Keith Busch <kbusch@xxxxxxxxxx> · Fri, 14 Feb 2020 23:40:07 +0900

On Fri, Feb 14, 2020 at 08:32:57AM +0100, Hannes Reinecke wrote:
> On 2/13/20 5:17 AM, Martin K. Petersen wrote:
> > People often artificially lower the queue depth to avoid timeouts. The
> > default timeout is 30 seconds from an I/O is queued. However, many
> > enterprise applications set the timeout to 3-5 seconds. Which means that
> > with deep queues you'll quickly start seeing timeouts if a drive
> > temporarily is having issues keeping up (media errors, excessive spare
> > track seeks, etc.).
> > 
> > Well-behaved devices will return QF/TSF if they have transient resource
> > starvation or exceed internal QoS limits. QF will cause the SCSI stack
> > to reduce the number of I/Os in flight. This allows the drive to recover
> > from its congested state and reduces the potential of application and
> > filesystem timeouts.
> > 
> This may even be a chance to revisit QoS / queue busy handling.

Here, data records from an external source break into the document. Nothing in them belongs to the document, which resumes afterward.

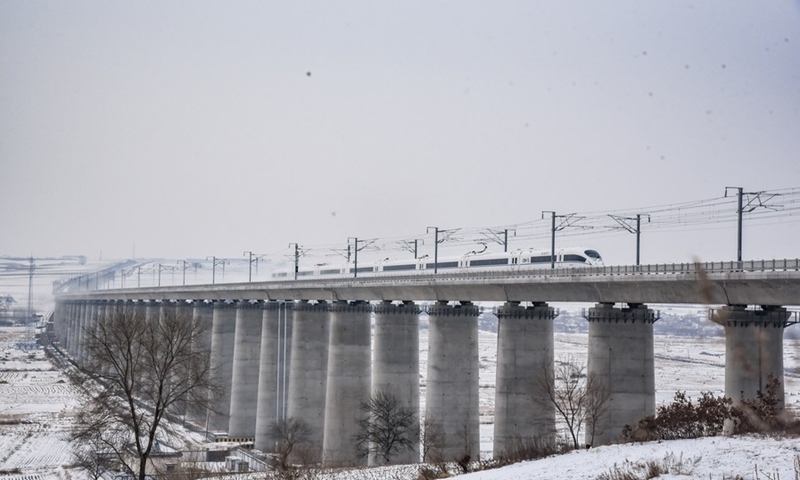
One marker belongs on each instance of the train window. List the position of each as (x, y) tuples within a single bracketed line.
[(488, 261), (394, 268)]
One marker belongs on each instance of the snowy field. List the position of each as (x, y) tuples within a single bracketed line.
[(37, 405)]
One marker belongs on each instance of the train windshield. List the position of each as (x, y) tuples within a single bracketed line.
[(592, 254)]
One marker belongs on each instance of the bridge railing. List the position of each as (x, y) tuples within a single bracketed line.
[(610, 270)]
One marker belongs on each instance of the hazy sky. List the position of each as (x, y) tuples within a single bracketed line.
[(189, 129)]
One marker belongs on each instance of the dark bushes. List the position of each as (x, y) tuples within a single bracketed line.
[(684, 419)]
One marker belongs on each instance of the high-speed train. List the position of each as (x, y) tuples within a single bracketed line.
[(473, 261)]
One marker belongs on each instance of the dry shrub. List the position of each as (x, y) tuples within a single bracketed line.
[(765, 413), (683, 419), (525, 449), (433, 472)]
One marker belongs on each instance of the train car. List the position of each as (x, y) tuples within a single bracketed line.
[(473, 261)]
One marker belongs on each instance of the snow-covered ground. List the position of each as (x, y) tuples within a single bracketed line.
[(37, 405), (749, 457)]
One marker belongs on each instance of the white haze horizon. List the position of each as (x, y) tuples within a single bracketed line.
[(187, 130)]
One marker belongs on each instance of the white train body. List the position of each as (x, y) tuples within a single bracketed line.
[(518, 260)]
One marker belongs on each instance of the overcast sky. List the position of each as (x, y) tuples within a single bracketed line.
[(187, 129)]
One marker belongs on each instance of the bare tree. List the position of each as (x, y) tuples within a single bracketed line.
[(94, 459), (143, 369), (387, 429), (289, 435), (577, 398), (596, 404)]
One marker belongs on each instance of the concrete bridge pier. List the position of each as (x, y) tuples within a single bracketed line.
[(167, 307), (753, 348), (86, 319), (451, 399), (68, 324), (395, 364), (349, 381), (152, 310), (523, 410), (75, 328), (621, 369), (308, 375), (184, 310), (246, 356), (202, 316), (223, 330), (108, 310), (273, 373)]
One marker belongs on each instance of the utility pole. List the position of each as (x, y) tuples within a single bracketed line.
[(435, 247), (184, 271), (30, 287), (214, 262), (494, 235), (355, 254), (739, 210), (552, 237), (297, 257), (623, 221), (568, 221), (407, 245)]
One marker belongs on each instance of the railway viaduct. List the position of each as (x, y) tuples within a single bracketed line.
[(306, 349)]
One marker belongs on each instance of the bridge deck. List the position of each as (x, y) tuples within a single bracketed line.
[(763, 282)]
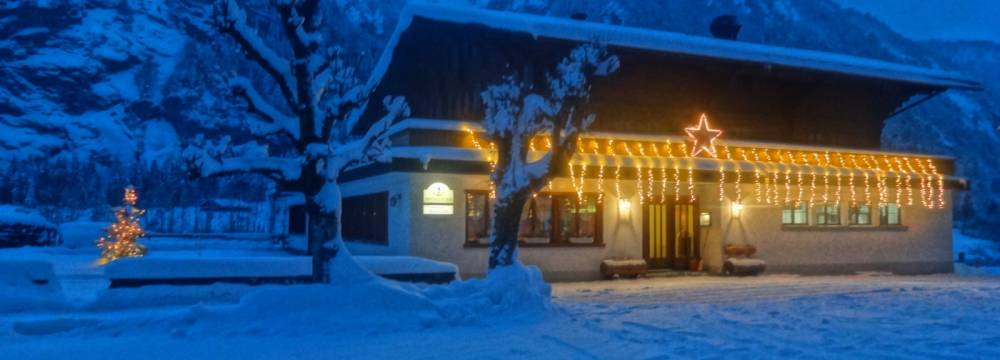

> NVMe has this SQ head pointer mechanism which was supposed to handle
> this kind of situations, but to my knowledge no-one has been
> implementing it.
> Might be worthwhile revisiting it; guess NVMe HDDs would profit from that.

We don't need that because we don't allocate enough tags to potentially
wrap the tail past the head. If you can allocate a tag, the queue is not
full. And convesely, no tag == queue full.